Now, the song has a hot sauce that the band and the sauce’s creators are hoping is another kind of hit.


What You Need To Know

  • Manhattan-born brothers of the group AJR partnered with a Bronx-born company specializing in hot sauce made from community-garden produce

  • "Bang!" the song is a Top 15 hit and has been streamed more than 9 million times since its release in February

  • Small Axe Peppers began in 2014 as a hot sauce maker using produce grown from donated seeds to community gardens in the Bronx and Queens

  • Small Axe Peppers has built a network of 75 community gardens in 15 cities across the country

The creation of “Bang!” the hot sauce began earlier this year, when AJR — whose humble start as performers included tap dancing as kids in city parks to raise money for instruments — released the song in February. They wanted a locally produced hot sauce to go with the song. 

One the band’s members, bassist and backup vocalist Adam Met, says the song is about that strange place between childhood and adulthood. 

“[It’s about] being on the cusp of adulthood and not really wanting to take that next step of putting quinoa in your fridge and doing your taxes,” Met told NY1. 

Met, who is also studying for a PhD in international human rights and sustainable development, says he and his brothers approached the Bronx-born company called Small Axe Peppers. The company, co-founded by King Phojanakong, a chef at Kuma Inn Restaurant on the Lower East Side, aimed to make hot sauces from locally grown produce in community gardens.

Since 2014, Small Axe Peppers has grown to a network of 75 community gardens in 15 major cities. The brothers of AJR met Phojanakong this past spring and spent the next months tweaking the sauce into a garlicky, sweet and fiery blend that uses serrano and jalapeno peppers grown from seeds donated by Small Axe Peppers. The hot sauce was born in early October, and can be bought online.

It was a perfect match, according to the chef. 

“You know the peanut butter meets the chocolate, to make the Reese’s cup?” says Phojanakong. “Well, we’re from New York, AJR is from New York, they have a hit single named “Bang!” and we all knew we had to get together. “

For Adam Met, the hot sauce idea is more than a marketing gimmick; it is an offshoot of what he’s studying, the idea taking root in values that had tangible effects in communities around him.

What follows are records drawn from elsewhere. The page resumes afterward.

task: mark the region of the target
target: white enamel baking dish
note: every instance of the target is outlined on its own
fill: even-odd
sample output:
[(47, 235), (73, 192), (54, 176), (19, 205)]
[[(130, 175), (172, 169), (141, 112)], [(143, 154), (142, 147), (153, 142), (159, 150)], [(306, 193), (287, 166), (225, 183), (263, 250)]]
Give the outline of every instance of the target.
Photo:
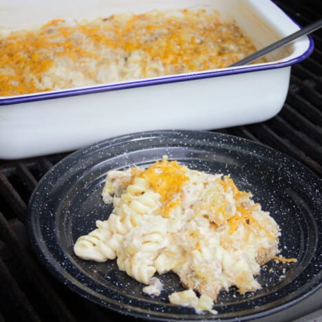
[[(153, 9), (215, 8), (259, 49), (299, 29), (269, 0), (2, 0), (0, 32), (50, 19), (94, 19)], [(112, 136), (156, 129), (215, 129), (266, 120), (281, 109), (291, 65), (313, 50), (303, 37), (268, 63), (0, 97), (0, 158), (71, 151)]]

“With this garden, they collect rainwater from the roof and store it in these giant containers, and use it to actually help grow the vegetables in the garden,” he says. 

Karen Washington, who works with the collective Bronx Community Food Hub, puts it this way: “We’re making a killing.”

She says the collaboration that began years ago between Small Axe Peppers is now bearing real fruit, a real way a traditionally edged out community has a hand in its own economic growth. Washington said that was one of the goals of pairing a local company with community grown fresh food through the hub. The organization supports community gardens, such as the Kelly Street Garden near Hunts Point, whose peppers were used to make the “Bang!” hot sauce. Up to 30% of hot sauce sales are plowed right back into these gardens, nourishing both food and jobs.

“It started from empty lots and beautification to growing food,” Washington said. “And the nexus was economic development.” 

The hot sauce packs a medium-hot punch, so a pretty grown up taste, inspired by a song about leaving childhood with a bang.